Play Huahee distinguishes itself from existing games in the market with its illustrations of local food and heritage items such as ang ku kueh and Axe brand medicated oil. It is used by organisations such as Alzheimers’ Disease Association, National University Hospital and more.
Incidentally, Play Huahee also gave her the opportunity for her second business venture: Grow Public Relations.
“As my background is in public relations, I got quite a bit of publicity for Play Huahee. As a result, start-ups and SMEs started to approach me to do consulting work for them. ” she explains. In 2019, her company achieved a six-figure revenue.
Despite these successes, the mother of one shared that starting the business was challenging as she had to learn various skills such as search engine optimisation, building websites, finance, sales and more.
However, she feels that having a willingness to learn helps overcome her challenges.
“I believe in always striving to be better at what I do. Not being comfortable with the status quo. I feel that it’s exciting to learn new things and strive to hit the next level.”
While starting a business is no walk in the park, Mr Ng encourages aspiring entrepreneurs to “just do it”.

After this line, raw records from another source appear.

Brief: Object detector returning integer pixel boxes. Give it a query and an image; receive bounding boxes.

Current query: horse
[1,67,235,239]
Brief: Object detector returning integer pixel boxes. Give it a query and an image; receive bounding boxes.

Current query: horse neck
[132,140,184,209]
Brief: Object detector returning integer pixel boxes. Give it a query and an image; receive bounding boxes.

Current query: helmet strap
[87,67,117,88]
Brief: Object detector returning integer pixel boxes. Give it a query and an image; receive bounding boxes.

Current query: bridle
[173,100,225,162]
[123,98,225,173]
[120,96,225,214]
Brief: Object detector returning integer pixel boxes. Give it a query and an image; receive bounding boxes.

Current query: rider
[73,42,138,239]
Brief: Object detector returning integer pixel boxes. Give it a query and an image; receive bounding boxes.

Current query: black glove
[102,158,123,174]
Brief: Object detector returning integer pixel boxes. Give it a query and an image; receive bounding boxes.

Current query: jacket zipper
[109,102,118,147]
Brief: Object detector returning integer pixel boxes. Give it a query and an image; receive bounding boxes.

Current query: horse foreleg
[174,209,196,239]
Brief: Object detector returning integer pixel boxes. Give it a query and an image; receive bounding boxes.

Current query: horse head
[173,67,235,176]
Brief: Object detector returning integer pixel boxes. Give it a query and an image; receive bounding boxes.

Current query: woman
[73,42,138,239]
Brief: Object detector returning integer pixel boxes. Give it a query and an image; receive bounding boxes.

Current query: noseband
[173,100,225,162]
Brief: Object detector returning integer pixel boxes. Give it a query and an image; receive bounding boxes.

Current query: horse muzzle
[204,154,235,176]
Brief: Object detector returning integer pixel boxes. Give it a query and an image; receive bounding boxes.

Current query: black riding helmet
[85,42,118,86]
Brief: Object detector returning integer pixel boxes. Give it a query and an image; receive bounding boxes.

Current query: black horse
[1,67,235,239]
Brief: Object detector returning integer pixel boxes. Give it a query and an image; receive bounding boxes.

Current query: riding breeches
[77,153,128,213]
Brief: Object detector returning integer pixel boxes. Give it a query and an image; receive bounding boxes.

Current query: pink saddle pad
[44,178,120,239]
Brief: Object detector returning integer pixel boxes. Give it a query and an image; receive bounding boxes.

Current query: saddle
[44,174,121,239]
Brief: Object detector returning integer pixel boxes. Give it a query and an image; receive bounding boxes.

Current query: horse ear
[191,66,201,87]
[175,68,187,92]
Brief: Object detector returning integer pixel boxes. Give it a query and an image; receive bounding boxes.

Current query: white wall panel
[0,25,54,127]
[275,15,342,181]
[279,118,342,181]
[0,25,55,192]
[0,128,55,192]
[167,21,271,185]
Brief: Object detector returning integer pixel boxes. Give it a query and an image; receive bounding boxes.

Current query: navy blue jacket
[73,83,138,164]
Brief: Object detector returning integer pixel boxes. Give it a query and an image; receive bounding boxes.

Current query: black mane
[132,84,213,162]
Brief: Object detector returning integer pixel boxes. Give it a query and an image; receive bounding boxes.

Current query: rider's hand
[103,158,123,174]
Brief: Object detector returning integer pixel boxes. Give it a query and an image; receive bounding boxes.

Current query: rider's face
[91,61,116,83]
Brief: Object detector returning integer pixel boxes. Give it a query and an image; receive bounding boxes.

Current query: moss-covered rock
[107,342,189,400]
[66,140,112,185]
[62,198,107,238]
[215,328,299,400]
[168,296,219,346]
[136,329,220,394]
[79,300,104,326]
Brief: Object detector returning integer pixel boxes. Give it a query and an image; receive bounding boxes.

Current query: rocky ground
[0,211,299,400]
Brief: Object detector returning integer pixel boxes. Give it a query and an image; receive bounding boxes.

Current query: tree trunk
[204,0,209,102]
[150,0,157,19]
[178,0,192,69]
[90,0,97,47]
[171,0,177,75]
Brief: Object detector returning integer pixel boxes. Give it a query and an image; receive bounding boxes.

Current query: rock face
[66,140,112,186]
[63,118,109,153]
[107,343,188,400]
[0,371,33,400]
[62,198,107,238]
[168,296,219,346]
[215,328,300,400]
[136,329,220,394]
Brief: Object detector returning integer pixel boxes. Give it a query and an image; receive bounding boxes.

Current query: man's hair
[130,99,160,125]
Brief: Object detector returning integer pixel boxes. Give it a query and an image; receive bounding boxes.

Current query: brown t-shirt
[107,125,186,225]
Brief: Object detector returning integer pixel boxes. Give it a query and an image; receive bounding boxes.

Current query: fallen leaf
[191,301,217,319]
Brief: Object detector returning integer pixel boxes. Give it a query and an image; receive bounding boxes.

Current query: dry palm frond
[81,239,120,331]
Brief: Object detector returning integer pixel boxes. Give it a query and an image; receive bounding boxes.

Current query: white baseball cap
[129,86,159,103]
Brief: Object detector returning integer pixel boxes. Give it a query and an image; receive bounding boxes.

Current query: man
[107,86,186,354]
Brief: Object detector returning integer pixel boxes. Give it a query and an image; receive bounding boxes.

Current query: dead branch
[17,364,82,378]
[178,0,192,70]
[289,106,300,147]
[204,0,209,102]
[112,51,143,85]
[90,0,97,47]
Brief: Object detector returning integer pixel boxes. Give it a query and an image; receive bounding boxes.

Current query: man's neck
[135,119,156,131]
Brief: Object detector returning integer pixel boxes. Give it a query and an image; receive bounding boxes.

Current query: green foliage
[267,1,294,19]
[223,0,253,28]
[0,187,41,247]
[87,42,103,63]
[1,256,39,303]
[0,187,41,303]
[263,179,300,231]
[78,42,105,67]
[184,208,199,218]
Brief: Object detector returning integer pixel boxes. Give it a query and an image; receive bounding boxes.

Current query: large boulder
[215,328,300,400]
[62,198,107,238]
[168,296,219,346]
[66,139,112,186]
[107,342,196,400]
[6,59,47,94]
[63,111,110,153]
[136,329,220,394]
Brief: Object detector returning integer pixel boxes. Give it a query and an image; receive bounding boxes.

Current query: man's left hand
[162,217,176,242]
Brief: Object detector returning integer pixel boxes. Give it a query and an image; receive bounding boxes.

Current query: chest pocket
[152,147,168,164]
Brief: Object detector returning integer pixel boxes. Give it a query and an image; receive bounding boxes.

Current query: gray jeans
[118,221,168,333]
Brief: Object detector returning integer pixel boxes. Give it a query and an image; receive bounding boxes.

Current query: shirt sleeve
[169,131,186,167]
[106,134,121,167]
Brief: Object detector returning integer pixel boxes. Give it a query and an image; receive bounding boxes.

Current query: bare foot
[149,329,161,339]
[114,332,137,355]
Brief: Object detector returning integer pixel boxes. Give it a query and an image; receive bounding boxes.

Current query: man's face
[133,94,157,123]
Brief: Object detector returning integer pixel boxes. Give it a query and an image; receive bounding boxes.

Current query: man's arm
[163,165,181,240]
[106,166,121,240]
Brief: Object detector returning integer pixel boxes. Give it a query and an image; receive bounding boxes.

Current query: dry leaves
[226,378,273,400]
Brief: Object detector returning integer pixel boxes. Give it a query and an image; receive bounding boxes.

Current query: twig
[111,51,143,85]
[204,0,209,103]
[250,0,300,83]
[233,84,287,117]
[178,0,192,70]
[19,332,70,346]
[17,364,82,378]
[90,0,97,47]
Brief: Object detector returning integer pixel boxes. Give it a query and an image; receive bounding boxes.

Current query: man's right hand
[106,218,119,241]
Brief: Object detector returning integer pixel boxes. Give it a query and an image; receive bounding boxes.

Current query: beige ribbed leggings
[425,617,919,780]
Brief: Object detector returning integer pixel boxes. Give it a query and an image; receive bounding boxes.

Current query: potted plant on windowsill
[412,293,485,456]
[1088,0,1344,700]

Outlining the process of starting a business, Mr Ng shares that entrepreneurs can create a simple prototype or some slides and ask potential buyers how much they will pay for it. If they sign up for this work-in-progress prototype on the spot, they will enjoy a significant discount.
“After a few months, if nobody is paying for your solution then there is something wrong with it,” he remarks.
Mr Ng emphasises that in the initial stage, there is no need to spend a lot of time developing the prototype unless one has clear indicative data that there is a market for it.
Once buyers start signing up for the product, entrepreneurs need to create various iterations of their product features to check if it satisfies the clients’ needs. He adds that once a client wants a particular feature, they can solicit other clients of a similar nature to check if they want it as well to expand their customer base.
Elaborating further, Mr Ng says: “Once we are more certain this is something that a lot of clients want then we will invest more time to do research and development.”
Another thing aspiring entrepreneurs need to bear in mind is to have a sharp focus for their business.
Ms Goh explains: “With limited resources, time and manpower, entrepreneurs need to find an area of focus that they can sharpen their skills and be good at, e.g. serving a specific segment of the market. So that you can build a reputation in this segment of the market.”
As shown by Mr Ng and Ms Goh’s experiences, there are opportunities abound for aspiring entrepreneurs if they continue to work hard to solve problems for others.